Bloomberg wrote that he will instead focus on his environmental initiative "Beyond Carbon."

"Now, I will take the next big steps," he wrote. "First, I will expand my support for the Beyond Coal campaign so that we can retire every single coal-fired power plant over the next 11 years. That's not a pipe dream. We can do it. And second, I will launch a new, even more ambitious phase of the campaign — Beyond Carbon: a grassroots effort to begin moving America as quickly as possible away from oil and gas and toward a 100 percent clean energy economy."

The billionnaire also writes that he will on gun control efforts as well, he wrote. 

Bloomberg has flirted with a presidential run before, but as an independent.

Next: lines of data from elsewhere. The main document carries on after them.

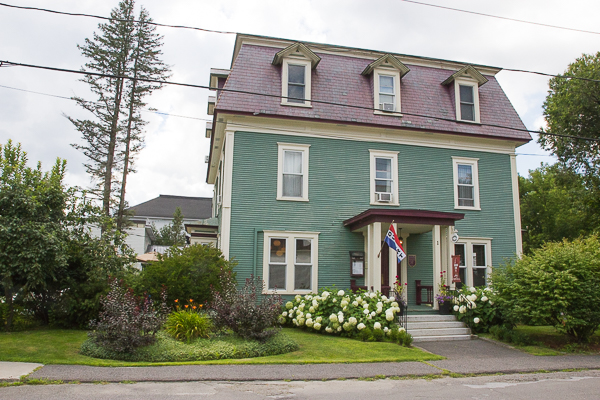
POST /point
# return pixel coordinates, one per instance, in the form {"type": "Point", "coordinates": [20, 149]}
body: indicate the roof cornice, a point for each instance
{"type": "Point", "coordinates": [387, 60]}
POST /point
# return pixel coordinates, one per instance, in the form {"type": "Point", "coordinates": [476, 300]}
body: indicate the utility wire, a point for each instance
{"type": "Point", "coordinates": [275, 96]}
{"type": "Point", "coordinates": [504, 18]}
{"type": "Point", "coordinates": [115, 19]}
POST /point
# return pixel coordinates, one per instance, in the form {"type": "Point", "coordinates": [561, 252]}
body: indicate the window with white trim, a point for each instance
{"type": "Point", "coordinates": [466, 183]}
{"type": "Point", "coordinates": [290, 261]}
{"type": "Point", "coordinates": [292, 172]}
{"type": "Point", "coordinates": [467, 100]}
{"type": "Point", "coordinates": [384, 177]}
{"type": "Point", "coordinates": [387, 91]}
{"type": "Point", "coordinates": [296, 82]}
{"type": "Point", "coordinates": [475, 260]}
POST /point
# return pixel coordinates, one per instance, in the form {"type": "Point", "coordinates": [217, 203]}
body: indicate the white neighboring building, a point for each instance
{"type": "Point", "coordinates": [199, 225]}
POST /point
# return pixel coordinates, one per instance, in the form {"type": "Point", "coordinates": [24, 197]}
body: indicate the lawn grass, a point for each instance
{"type": "Point", "coordinates": [57, 346]}
{"type": "Point", "coordinates": [549, 342]}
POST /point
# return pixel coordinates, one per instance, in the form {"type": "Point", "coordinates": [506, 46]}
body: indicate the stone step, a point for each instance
{"type": "Point", "coordinates": [430, 318]}
{"type": "Point", "coordinates": [439, 332]}
{"type": "Point", "coordinates": [434, 324]}
{"type": "Point", "coordinates": [417, 339]}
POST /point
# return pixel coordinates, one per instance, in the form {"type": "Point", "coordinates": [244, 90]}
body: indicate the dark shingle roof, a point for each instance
{"type": "Point", "coordinates": [164, 206]}
{"type": "Point", "coordinates": [338, 79]}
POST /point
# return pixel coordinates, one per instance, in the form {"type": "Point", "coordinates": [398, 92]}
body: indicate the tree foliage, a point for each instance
{"type": "Point", "coordinates": [555, 204]}
{"type": "Point", "coordinates": [172, 234]}
{"type": "Point", "coordinates": [49, 259]}
{"type": "Point", "coordinates": [126, 50]}
{"type": "Point", "coordinates": [555, 285]}
{"type": "Point", "coordinates": [572, 108]}
{"type": "Point", "coordinates": [186, 273]}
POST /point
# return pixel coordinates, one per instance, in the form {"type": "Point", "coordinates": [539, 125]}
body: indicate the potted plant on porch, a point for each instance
{"type": "Point", "coordinates": [444, 296]}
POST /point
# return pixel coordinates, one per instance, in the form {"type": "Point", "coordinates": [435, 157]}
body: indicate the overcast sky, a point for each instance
{"type": "Point", "coordinates": [173, 160]}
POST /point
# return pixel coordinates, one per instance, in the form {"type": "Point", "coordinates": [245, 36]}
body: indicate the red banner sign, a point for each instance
{"type": "Point", "coordinates": [455, 269]}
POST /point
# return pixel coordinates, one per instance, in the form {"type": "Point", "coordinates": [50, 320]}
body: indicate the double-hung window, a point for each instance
{"type": "Point", "coordinates": [296, 77]}
{"type": "Point", "coordinates": [475, 259]}
{"type": "Point", "coordinates": [466, 183]}
{"type": "Point", "coordinates": [384, 177]}
{"type": "Point", "coordinates": [292, 174]}
{"type": "Point", "coordinates": [291, 261]}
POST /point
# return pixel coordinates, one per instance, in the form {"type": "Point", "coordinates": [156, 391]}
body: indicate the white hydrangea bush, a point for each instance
{"type": "Point", "coordinates": [338, 312]}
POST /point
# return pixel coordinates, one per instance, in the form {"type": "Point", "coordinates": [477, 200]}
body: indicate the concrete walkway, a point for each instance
{"type": "Point", "coordinates": [464, 357]}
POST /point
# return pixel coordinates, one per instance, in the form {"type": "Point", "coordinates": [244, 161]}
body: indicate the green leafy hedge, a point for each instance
{"type": "Point", "coordinates": [167, 349]}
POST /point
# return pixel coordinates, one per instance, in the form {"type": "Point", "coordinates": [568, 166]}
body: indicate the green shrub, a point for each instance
{"type": "Point", "coordinates": [126, 322]}
{"type": "Point", "coordinates": [555, 285]}
{"type": "Point", "coordinates": [188, 325]}
{"type": "Point", "coordinates": [167, 349]}
{"type": "Point", "coordinates": [475, 306]}
{"type": "Point", "coordinates": [186, 273]}
{"type": "Point", "coordinates": [247, 312]}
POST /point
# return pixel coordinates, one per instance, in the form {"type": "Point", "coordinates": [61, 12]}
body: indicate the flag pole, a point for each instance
{"type": "Point", "coordinates": [383, 244]}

He registered as a Democrat last fall and spent recent months courting primary voters as a political centrist. But as an older white man with strong ties to Wall Street, he likely would have struggled to win over the Democratic Party's energized liberal base that's increasingly embracing diversity.

He encouraged Democrats to unify behind a nominee who could beat Trump, a not-so-subtle dig against candidates pushing the party to embrace liberal priorities such as "Medicare-for-all."

"It's essential that we nominate a Democrat who will be in the strongest position to defeat Donald Trump and bring our country back together," he wrote. "We cannot allow the primary process to drag the party to an extreme that would diminish our chances in the general election and translate into 'Four More Years.'"

Bloomberg invested more than $100 million to help Democrats in the 2018 midterm election; his team has quietly been preparing a data-driven effort to go much further in 2020. While the effort would have supported Bloomberg's presidential bid had he ran, it will now be used to help Democrats defeat Trump.